Overall, the Ruffed Grouse is an iconic bird of the Canadian and North American forests, valued for its role in the ecosystem and its significance in hunting traditions.
Pursue her with the pointing dog is really exciting, dogs with great balance and a fine sense of smell are needed.
Enrico had the opportunity to realize the hunting trip he dreamed of since he was a child, leaving to Canada.
Spending a few days of hunting in these immense forests allowed him to relive in a few moments a life made of passion for hunting.
Read Enrico’s story about his Scolopax Minor hunting experience in Canada.
Enrico’s trip to Canada
Just “Canada” as a name reminds me of adventures, nature and wildlife.

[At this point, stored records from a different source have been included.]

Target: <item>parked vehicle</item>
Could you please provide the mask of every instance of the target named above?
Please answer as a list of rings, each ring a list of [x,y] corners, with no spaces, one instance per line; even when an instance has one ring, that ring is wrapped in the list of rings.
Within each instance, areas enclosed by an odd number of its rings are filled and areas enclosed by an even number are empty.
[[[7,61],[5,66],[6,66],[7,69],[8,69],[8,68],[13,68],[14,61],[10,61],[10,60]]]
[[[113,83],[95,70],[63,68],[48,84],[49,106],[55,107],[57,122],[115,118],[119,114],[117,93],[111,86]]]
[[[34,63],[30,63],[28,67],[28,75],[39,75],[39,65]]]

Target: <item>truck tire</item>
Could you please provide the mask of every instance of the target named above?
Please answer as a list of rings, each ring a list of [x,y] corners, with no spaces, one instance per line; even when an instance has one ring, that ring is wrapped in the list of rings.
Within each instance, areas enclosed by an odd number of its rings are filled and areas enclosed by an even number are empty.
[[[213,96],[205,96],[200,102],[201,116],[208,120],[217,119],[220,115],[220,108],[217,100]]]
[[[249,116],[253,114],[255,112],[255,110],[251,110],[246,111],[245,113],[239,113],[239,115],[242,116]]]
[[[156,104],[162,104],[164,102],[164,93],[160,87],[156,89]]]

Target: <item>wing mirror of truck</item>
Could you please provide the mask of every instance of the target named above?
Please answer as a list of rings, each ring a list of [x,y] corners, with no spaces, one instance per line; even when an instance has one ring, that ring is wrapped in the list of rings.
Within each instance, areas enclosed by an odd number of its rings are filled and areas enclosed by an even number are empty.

I have hunted woodcocks in many places, from Crimea to Scotland to Bulgaria to Russia”, but I assure you that hunting the Scolopax Minor in Canada is the completion of a dream for woodcock hunting lovers.
Not expressly for the game bag, which, considered the high concentration of Canadian woodcocks, could appeal to even the most respectful hunter: it is to serve your auxiliary to the first experience on this species that gives emotions.
The experiences lived in my trip to Canada have certainly not disregarded the expectations I had since childhood about this magnificent country: walking with your dog in a Canadian forest, knowing that you could soon meet such a fascinating wild, stimulate a unique adrenaline flow in the hunter.
I approach Attila, an encounter Pointer (in a cynophile jargon) like few others, the place is the right one, a maple forest that paints the surrounding nature with yellow, green and red.
I know Attila and when it stops like that he doesn’t make a mistake: I firmly grab my 828U Beccaccia, I move slowly among ferns and shrubs, beside Attila and whisper to him “here we are, my old friend, now it’s my turn”.
Over and under shotgun Benelli 828 U Beccaccia
Honoring this action is a photo with Attila and our first Canadian woodcock. I sit down and wait for him to bring it back. Attila arrives and leaves the dream in my hands. What else to add? I wish all dog hunting lovers to experience these emotions.”